Friday, October 15, 2004

Relevance rank and desktop search

Don Park doubts that Google Desktop Search, or any desktop search for that matter, can ever be compelling because page rank doesn't work for files on your desktop:
    The problem with desktop search is that, while the file system, email archives, and browser cache offers extra metadata, there are no hyperlinks among desktop documents. Without hyperlinks, you can't do page ranking Google is famous for.

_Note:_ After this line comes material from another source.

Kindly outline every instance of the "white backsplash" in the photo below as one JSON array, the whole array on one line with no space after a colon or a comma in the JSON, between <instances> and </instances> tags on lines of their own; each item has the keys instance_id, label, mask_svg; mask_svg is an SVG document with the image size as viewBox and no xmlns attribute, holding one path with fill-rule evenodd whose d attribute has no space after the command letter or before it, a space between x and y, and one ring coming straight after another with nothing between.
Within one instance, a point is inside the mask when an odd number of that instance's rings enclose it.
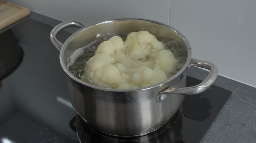
<instances>
[{"instance_id":1,"label":"white backsplash","mask_svg":"<svg viewBox=\"0 0 256 143\"><path fill-rule=\"evenodd\" d=\"M85 25L126 18L169 24L188 39L193 58L213 63L220 74L256 87L256 1L7 1Z\"/></svg>"}]
</instances>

    The core problem here is that search engines like Google throws everything into one pot. For web search, all the web pages on the Net gets thrown into that pot. Thankfully, hyperlink-based pageranking pulls the good stuff to surface with minimal hassle. With desktop search, all of your documents gets thrown into the pot without an equivalent of page ranking to measure relevance. IMHO, there aren't enough metadata on the desktop to achieve the same level of utility Google web search offers.
Page rank is great, but I think this overstates its importance. All is not lost without page rank.

Approximate understanding of the content and context of document text can determine importance and relevance. Full natural language understanding isn't necessary; statistical analysis of the text and structure of documents can be sufficient.

1 comment:

Hjalmar said...

I would guess that the desktop equivalent of PageRank would be how often a particular file, web page or email message has been accessed by the user. It gives an indication of the importance of the item to the user.

We use the number of accesses with good results on Spurl.net to measure the importance of given links to the user.